Jänner und Februar 2026: Einfuhren um 1,2 % und Ausfuhren um 0,2 % zurückgegangen
Im Jänner und Februar 2026 lag der Gesamtwert der Einfuhren von Waren laut vorläufiger Ergebnisse bei 31,32 Mrd. Euro, der Wert der ausgeführten Waren belief sich auf 31,19 Mrd. Euro. Entsprechend sanken die Einfuhren im Vergleich zu den ersten 2 Monaten des Vorjahres um 1,2 %, während die Ausfuhren um 0,2 % zurückgingen. Unterm Strich erzielte Österreich dadurch ein Handelsbilanzdefizit von 0,14 Mrd. Euro, nach einem Defizit von 0,48 Mrd. Euro im gleichen Zeitraum des Vorjahres.
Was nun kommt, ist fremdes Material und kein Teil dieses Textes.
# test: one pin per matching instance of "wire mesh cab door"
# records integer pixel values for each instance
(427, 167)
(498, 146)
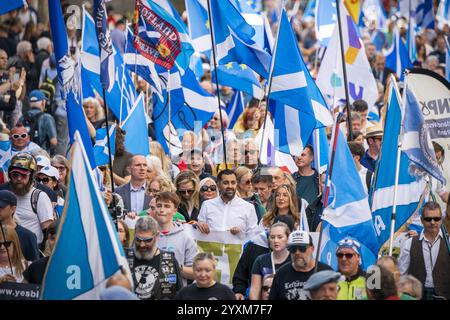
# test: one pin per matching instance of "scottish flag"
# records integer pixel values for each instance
(233, 39)
(397, 57)
(135, 125)
(101, 152)
(87, 250)
(239, 77)
(409, 190)
(68, 79)
(417, 141)
(123, 89)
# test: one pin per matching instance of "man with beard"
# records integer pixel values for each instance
(289, 281)
(34, 208)
(227, 212)
(156, 273)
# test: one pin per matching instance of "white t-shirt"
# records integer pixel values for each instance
(30, 220)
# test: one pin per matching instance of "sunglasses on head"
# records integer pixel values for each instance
(208, 188)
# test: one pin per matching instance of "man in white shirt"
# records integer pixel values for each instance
(227, 212)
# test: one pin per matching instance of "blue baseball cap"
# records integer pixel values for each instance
(37, 95)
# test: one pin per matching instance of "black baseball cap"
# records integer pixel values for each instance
(7, 198)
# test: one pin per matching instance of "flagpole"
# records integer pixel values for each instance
(328, 186)
(344, 71)
(211, 32)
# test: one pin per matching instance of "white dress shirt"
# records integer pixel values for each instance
(223, 216)
(430, 252)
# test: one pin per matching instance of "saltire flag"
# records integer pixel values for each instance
(417, 142)
(101, 152)
(239, 77)
(161, 38)
(235, 108)
(233, 39)
(135, 125)
(10, 5)
(121, 96)
(409, 190)
(68, 79)
(397, 58)
(87, 250)
(325, 20)
(105, 44)
(361, 82)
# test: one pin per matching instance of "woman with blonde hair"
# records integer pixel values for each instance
(10, 250)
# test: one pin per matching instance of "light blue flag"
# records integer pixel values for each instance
(233, 39)
(121, 96)
(239, 77)
(87, 249)
(409, 190)
(397, 57)
(326, 17)
(417, 141)
(348, 212)
(105, 44)
(135, 125)
(10, 5)
(235, 108)
(101, 152)
(68, 79)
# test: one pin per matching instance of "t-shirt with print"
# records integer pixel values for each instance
(288, 283)
(263, 264)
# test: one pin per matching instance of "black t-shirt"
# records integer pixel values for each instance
(28, 243)
(263, 265)
(35, 271)
(217, 292)
(288, 283)
(146, 274)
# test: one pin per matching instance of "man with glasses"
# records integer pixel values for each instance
(348, 256)
(426, 256)
(289, 281)
(156, 273)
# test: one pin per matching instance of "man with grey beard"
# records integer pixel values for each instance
(289, 280)
(156, 273)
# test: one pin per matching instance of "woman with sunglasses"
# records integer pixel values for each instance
(270, 262)
(10, 251)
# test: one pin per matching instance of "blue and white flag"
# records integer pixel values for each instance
(123, 89)
(409, 190)
(10, 5)
(101, 152)
(326, 17)
(233, 39)
(69, 79)
(239, 77)
(87, 250)
(397, 58)
(235, 108)
(105, 44)
(348, 211)
(417, 142)
(135, 125)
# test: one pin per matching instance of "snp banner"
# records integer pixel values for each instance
(433, 93)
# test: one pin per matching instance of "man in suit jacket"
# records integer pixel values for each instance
(133, 193)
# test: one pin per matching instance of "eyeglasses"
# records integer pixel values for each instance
(294, 249)
(347, 256)
(17, 136)
(208, 188)
(5, 244)
(435, 219)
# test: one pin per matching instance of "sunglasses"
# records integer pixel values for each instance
(208, 188)
(347, 256)
(5, 244)
(435, 219)
(17, 136)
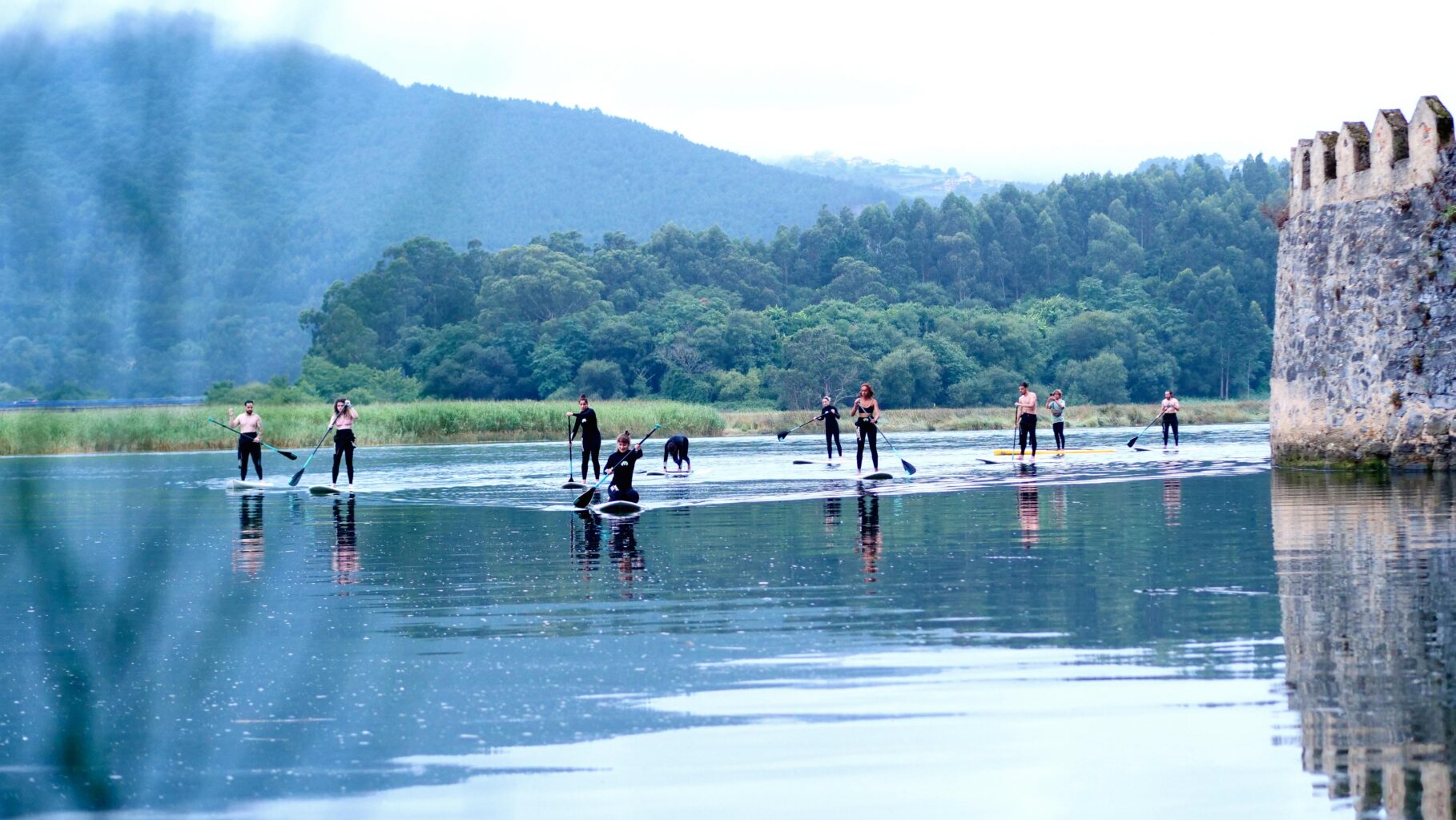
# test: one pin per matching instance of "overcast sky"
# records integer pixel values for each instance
(1027, 92)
Im Handel mit den 10 wichtigsten Importpartnern gab es heuer – mit Ausnahme von Deutschland (−3,3 %), den Vereinigten Staaten (−20,7 %), Niederlande (−6,4 %) und Ungarn (−0,9 %) – bis Februar Zunahmen bei den Importen. Neben der Zunahme bei China (+11,1 %) gab es die größten absoluten Zunahmen bei Importen aus der Schweiz (+14,3 %), Polen (+7,5 %) und Italien (+3,5 %). Im Handel mit den 10 bedeutendsten Exportpartnern zeigten 3 Länder Abnahmen und 7 Länder Zunahmen. Die Exporte in die Vereinigten Staaten (−27,8 %), China (−8,9 %) und Polen (−0,1 %) nahmen ab, die stärksten Zuwächse gab es bei den Exporten mit dem Vereinigten Königreich (+13,7 %), Frankreich (+9,1 %) und Deutschland (+0,3 %).
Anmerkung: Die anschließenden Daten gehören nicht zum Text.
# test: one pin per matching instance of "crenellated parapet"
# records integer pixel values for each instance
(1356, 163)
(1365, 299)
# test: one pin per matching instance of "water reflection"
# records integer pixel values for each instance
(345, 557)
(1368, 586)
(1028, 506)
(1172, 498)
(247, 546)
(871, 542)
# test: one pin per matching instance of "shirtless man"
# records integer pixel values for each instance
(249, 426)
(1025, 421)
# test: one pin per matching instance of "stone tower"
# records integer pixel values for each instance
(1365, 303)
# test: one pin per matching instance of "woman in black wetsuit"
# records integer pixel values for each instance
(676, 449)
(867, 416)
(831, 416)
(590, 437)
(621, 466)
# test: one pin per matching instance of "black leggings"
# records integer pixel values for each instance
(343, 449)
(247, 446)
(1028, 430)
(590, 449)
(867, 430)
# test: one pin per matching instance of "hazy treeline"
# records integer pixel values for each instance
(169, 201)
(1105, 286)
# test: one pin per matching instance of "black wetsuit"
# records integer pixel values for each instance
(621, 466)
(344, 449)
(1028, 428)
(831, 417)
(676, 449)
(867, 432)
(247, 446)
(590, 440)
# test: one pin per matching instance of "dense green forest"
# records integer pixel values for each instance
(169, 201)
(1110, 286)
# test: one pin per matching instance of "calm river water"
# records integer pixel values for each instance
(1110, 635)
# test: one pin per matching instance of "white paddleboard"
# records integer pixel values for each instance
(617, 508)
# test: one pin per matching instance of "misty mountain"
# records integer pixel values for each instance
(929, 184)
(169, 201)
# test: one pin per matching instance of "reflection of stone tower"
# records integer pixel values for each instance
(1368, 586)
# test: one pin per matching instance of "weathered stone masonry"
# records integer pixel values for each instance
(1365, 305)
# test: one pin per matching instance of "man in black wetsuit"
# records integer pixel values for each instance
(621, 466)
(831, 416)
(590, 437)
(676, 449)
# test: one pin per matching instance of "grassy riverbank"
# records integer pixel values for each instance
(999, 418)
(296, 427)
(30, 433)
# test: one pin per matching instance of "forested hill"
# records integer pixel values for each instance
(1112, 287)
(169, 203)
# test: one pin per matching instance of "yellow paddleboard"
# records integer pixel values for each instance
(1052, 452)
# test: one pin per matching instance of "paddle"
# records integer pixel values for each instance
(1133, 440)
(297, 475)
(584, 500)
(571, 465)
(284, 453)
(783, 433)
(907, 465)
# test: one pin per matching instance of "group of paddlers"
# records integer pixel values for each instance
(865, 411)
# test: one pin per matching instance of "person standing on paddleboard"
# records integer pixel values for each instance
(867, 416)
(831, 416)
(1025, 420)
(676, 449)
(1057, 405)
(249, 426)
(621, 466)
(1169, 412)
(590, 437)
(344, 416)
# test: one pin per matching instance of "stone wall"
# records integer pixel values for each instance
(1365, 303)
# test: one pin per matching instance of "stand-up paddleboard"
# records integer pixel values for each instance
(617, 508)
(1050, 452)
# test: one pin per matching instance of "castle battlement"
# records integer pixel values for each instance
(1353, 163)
Aus den Mitgliedstaaten der Europäischen Union importierte Österreich in den ersten 2 Monaten 2026 Waren im Wert von 20,35 Mrd. Euro (−2,0 %). Der Wert der in die EU-Länder exportierten Waren verzeichnete mit +1,4 % eine Zunahme im Vergleich zum Vorjahreszeitraum und betrug 21,25 Mrd. Euro. Das Handelsbilanzaktivum mit der Europäischen Union belief sich auf 0,90 Mrd. Euro, nach einem Überschuss von 0,20 Mrd. Euro in den ersten 2 Monaten 2025.
Der Außenhandel mit Drittstaaten zeigte im Vergleich zum Vorjahreszeitraum eine Zunahme bei den Importen (+0,2 % auf 10,97 Mrd. Euro) und eine Abnahme bei den Exporten (−3,4 % auf 9,93 Mrd. Euro). Daraus ergab sich ein Handelsbilanzdefizit mit Drittstaaten von 1,04 Mrd. Euro (siehe Tabelle 2).